Measure the difference between space-time events
Two stars go supernova while four kids watch.
There is a difference in time (dt).
There is a difference in space (dR).
Together they make a difference in space-time.
Each kid measures different values for time and space.
Yet the walkers agree on something they can calculate called the interval. This is the standard physics of Special Relativity, the physics of moving.
This site promotes a new proposal for gravity called Space-times-time invariance for Gravity or Quaternion Gravity (QG) where the kids above or below agree on a different value they calculate, space-times-time. In this standard approach to gravity known as General Relativity, this is almost, but not quite true.
A brief explantion of this page.
Special relativity is special because it is restricted to inertial observers. To cover more cases requires the machinery of differential geometry. A tensor can be added to another tensor or multiplied by a scalar. An interval is formed by contracting two rank 1 contra-variant tensors with a symmetric, rank-2 covariant metric tensor.

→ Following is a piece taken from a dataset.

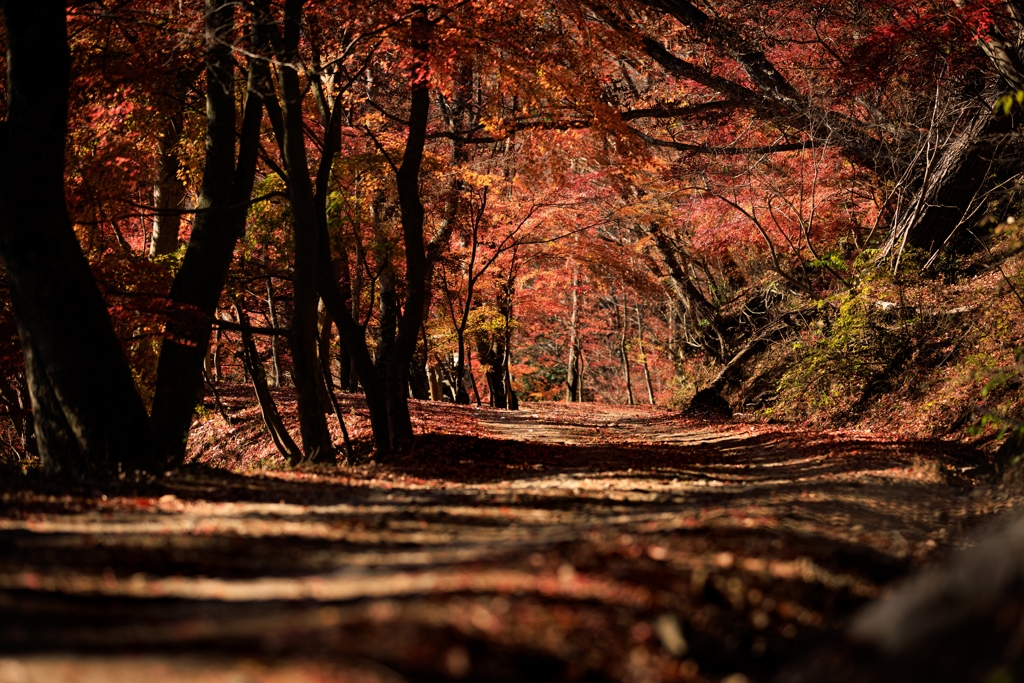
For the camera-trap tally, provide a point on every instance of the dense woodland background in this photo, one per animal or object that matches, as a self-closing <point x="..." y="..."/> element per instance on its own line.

A connection is needed to describe how the metric changes in space-time. There are many technical choices one makes along the way to calculating an interval in curved space-time.
The site issues a formal challenge to the algebraic standards of differential geometry used today by physics. In place of tensors, metrics, and connections, only quaternions will be used. For those trained in the craft of differential geometry, that should sound wildly inadequate. It is a great challenge to do more with less.